James Bond once says, "Because once you've tasted it, it's all you want to drink". Apparently it holds true not only for drinks, but for relationship as well. Some people I know never stay single for more than six months (some even less) once they tasted the bittersweet flavor of relationship. Some of my friends even aggressively look for "The One" (which I prefer to call "The Next One" instead). Nothing is wrong with wanting a relationship. Every girl desires it. I do as well. Even Eve got her Adam. So it is certainly OK to have a relationship.
The problem lies behind the meaning of the relationship itself. Why do you want this relationship you are currently pursuing? What do you expect from this relationship, from the other partner? I often find different reasons for pursuing a relationship, including social status (what is it with being single = unattractive), companionship (can't cope with loneliness), desires, fun, age (in my culture, people are getting annoying with questions regarding your future spouse when you reach a certain age) , etc.
I am no expert in relationship since mine failed (and I believe it was
because I was not ready and felt overwhelmed with it. However, I also believe that the breakup I had was a breakthrough for both of us.

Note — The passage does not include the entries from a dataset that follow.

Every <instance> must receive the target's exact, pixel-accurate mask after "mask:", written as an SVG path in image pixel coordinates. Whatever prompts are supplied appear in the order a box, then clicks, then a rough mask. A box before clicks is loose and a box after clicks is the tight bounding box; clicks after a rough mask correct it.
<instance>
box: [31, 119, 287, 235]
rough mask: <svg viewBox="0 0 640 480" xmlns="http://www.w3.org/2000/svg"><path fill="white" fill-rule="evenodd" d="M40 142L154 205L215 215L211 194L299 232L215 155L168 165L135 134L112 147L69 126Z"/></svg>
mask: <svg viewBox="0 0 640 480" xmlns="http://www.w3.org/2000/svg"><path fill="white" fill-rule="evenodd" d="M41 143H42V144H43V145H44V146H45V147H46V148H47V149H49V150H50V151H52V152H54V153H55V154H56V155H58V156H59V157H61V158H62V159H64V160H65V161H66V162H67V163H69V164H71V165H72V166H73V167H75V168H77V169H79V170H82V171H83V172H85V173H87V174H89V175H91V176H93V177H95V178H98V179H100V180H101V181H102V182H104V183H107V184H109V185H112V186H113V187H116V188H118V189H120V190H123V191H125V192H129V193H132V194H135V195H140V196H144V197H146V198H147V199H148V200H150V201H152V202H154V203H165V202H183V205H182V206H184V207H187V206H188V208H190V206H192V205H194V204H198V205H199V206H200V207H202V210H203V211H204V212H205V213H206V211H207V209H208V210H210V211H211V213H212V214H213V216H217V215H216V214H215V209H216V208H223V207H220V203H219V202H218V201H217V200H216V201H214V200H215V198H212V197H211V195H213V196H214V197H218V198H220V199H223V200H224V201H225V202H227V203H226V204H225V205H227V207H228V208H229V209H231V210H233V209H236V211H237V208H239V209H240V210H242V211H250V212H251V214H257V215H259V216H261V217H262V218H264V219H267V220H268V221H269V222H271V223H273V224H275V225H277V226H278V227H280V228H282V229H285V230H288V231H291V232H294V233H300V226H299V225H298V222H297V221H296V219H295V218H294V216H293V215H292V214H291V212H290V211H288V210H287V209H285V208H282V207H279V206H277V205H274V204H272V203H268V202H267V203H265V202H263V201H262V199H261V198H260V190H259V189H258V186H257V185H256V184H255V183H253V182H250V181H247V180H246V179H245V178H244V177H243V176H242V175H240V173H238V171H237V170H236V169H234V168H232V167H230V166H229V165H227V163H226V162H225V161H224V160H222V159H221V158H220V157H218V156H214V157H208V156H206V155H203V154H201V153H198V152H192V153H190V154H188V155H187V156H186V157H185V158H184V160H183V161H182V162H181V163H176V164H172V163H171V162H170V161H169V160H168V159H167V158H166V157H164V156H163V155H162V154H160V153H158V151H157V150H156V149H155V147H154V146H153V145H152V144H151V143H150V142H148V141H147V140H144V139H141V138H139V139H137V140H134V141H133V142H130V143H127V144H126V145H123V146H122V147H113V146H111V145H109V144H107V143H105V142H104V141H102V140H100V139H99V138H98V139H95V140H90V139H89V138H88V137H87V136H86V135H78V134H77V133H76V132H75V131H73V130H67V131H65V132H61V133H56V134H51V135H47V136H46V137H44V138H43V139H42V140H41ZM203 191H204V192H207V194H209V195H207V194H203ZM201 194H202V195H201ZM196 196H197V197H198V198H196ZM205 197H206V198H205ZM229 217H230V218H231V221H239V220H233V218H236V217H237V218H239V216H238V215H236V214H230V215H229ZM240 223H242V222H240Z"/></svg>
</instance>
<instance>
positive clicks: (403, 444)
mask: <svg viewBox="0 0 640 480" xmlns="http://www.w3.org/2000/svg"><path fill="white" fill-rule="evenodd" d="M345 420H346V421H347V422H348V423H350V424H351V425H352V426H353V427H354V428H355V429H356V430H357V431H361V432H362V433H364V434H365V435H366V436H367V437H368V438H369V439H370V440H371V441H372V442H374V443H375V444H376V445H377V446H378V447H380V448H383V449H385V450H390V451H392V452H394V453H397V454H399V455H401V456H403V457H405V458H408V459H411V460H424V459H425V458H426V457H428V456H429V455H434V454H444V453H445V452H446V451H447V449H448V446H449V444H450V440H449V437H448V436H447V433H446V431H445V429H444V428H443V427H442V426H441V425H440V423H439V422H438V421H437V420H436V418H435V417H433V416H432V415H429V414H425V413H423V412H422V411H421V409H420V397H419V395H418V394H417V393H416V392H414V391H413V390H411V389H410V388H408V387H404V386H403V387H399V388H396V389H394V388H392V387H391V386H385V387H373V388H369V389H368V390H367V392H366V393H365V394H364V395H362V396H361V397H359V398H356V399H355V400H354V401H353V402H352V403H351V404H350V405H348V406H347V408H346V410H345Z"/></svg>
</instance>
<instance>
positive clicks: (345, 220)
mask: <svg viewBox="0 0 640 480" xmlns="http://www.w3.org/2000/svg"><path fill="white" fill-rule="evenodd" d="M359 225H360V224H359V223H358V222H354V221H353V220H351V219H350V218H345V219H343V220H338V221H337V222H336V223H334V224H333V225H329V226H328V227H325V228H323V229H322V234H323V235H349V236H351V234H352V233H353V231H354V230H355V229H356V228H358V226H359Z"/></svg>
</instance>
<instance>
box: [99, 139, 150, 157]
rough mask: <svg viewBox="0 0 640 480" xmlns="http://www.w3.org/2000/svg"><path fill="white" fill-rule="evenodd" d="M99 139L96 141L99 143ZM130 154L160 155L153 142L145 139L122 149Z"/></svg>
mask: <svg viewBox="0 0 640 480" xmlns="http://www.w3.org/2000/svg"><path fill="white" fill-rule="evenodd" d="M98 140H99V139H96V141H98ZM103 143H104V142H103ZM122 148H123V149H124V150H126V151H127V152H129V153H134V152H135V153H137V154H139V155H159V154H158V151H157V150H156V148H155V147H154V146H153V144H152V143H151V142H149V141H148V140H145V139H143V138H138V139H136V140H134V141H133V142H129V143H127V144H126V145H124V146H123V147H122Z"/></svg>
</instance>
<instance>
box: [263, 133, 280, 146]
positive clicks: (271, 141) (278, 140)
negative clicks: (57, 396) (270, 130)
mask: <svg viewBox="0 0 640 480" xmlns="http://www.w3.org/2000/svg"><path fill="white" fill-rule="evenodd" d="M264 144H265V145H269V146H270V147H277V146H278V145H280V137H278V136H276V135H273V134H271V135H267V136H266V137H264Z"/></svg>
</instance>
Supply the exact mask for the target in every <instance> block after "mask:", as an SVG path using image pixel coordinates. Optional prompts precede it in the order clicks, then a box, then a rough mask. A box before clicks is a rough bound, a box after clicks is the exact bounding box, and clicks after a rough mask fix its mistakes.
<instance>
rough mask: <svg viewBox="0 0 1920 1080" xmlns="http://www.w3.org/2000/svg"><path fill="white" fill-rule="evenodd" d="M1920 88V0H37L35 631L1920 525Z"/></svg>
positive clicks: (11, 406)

He is now in a much better state, and I learned my mistakes.)
I now believe that the main purpose is to glorify God, to become more like Him. The Bible has given clear instructions on godly characteristics (1 Timothy 5:8, 1 Peter 3:7, etc). We need to be personally ready with these godly qualities before we seek a godly person. We also need to remember that the romantic feeling should be there (if not, do you really think you want to be with the same person for lifetime? I don't), but it should not lead our thoughts. Instead, we need to let God in our relationship. One thing I found is that if you pour out your love to your partner out of desires only, soon you'll get tired of it. You need to pour out love to your partner based on God's everlasting love.